A further study of the phospholipase-independent action of beta-bungarotoxin at frog end-plates.

作者信息

Caratsch C G, Maranda B, Miledi R, Strong P N

出版信息

J Physiol. 1981;319:179-91. doi: 10.1113/jphysiol.1981.sp013900.

Abstract
  1. The effect of beta-bungarotoxin (beta-BuTx) at the frog neuromuscular junction has been investigated further in order to distinguish more clearly between phospholipase- independent and phospholipase-dependent actions on transmitter release. 2. Inhibition of the enzymatic activity, by substitution of strontium for calcium, allowed determination of the dose-response curve of the early rapid decrease in transmitter release caused by the toxin.
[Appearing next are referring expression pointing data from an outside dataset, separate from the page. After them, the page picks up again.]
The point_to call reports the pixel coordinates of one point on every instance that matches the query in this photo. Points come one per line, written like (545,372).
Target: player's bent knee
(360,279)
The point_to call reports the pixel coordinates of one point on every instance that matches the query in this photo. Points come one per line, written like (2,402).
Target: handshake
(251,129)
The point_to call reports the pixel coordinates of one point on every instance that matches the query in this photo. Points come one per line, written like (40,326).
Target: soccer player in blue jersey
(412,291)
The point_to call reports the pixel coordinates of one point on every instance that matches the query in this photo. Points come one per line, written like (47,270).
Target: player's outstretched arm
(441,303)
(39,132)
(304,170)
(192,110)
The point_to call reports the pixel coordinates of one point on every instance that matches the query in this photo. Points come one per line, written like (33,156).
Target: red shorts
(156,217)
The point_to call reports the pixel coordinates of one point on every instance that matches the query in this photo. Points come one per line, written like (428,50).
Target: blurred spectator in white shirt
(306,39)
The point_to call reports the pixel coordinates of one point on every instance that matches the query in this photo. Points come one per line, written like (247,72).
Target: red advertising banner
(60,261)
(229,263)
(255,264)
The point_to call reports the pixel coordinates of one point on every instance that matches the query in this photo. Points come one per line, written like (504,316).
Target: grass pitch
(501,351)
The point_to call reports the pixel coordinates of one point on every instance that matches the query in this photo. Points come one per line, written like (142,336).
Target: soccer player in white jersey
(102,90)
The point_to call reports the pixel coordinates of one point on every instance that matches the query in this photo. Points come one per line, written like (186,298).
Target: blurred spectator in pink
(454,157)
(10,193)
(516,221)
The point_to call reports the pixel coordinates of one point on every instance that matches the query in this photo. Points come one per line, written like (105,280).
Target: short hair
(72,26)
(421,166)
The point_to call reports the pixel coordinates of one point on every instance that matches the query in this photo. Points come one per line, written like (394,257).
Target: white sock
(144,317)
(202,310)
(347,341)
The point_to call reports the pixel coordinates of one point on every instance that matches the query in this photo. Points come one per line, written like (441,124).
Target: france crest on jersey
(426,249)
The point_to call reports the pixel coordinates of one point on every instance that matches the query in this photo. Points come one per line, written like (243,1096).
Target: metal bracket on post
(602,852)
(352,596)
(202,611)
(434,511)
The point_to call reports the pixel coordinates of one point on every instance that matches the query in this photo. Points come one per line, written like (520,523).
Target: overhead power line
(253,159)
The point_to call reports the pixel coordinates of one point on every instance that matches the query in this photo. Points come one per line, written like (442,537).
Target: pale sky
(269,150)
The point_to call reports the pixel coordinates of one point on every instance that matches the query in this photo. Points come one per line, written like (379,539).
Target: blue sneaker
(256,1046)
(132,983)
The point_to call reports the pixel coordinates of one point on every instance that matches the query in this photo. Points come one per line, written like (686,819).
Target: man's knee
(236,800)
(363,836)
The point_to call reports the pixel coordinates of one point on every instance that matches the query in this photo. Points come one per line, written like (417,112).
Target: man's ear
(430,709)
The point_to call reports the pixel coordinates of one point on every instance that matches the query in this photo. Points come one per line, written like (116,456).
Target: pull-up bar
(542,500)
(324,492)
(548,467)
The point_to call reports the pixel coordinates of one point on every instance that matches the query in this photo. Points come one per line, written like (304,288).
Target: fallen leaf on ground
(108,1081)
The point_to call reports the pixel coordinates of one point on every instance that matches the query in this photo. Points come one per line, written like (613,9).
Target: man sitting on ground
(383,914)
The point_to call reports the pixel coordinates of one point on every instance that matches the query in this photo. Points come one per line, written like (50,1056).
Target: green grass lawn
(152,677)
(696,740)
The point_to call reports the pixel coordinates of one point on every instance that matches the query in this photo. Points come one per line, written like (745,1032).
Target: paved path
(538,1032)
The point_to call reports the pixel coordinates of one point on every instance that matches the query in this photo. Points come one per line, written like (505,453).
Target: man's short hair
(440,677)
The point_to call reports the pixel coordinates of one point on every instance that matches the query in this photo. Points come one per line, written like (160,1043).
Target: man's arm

In the presence of strontium ions there was, however, still about 7% residual enzymatic activity, and electrophysiological evidence of it could be seen in room-temperature experiments at high concentrations of beta-BuTx. This residual enzymatic activity could be suppressed by lowering the temperature to 5 degrees C. 3. In normal calcium-Ringer solution beta-BuTx produced the typical triphasic effect on the amplitude of end-plate potentials (e.p.p.s). Lowering the temperature markedly delayed an then diminished the secondary transient increase. There was, however, comparatively little temperature influence on the first rapid decrease in e.p.p. amplitude. Enzymatic assays confirmed the temperature dependence of the toxin's phospholipase activity on model phospholipid substrates. 4. The kinetics of the phospholipase-independent action of beta-BuTx were examined in strontium-Ringer compared to calcium-Ringer solution, as well as in calcium-Ringer at different temperatures. Both the time to onset of inhibition and the time to 50% inhibition of the e.p.p., during the first phase of toxin action, are temperature-dependent and briefer in calcium than in strontium-Ringer solution. It is suggested that calcium is more effective than strontium in promoting this phospholipase- independent interaction of beta-BuTx with the nerve terminal membrane.
摘要
  1. 为了更清楚地区分β-银环蛇毒素(β-BuTx)对蛙神经肌肉接头处递质释放的磷脂酶非依赖性和磷脂酶依赖性作用,对其作用进行了进一步研究。2. 通过用锶替代钙来抑制酶活性,从而能够确定毒素引起的递质释放早期快速下降的剂量反应曲线。然而,在存在锶离子的情况下,仍有约7%的残余酶活性,并且在室温下高浓度β-BuTx实验中可以看到其电生理证据。将温度降至5摄氏度可抑制这种残余酶活性。3. 在正常钙林格溶液中,β-BuTx对终板电位(e.p.p.s)幅度产生典型的三相效应。降低温度明显延迟并随后减弱了次级瞬时增加。然而,温度对e.p.p.幅度的首次快速下降影响相对较小。酶活性测定证实了毒素磷脂酶活性对模型磷脂底物的温度依赖性。4. 与钙林格溶液相比,在锶林格溶液中以及在不同温度下的钙林格溶液中,研究了β-BuTx磷脂酶非依赖性作用的动力学。在毒素作用的第一阶段,抑制开始时间和e.p.p.抑制50%的时间均与温度有关,且在钙溶液中比在锶林格溶液中更短。提示钙在促进β-BuTx与神经末梢膜的这种磷脂酶非依赖性相互作用方面比锶更有效。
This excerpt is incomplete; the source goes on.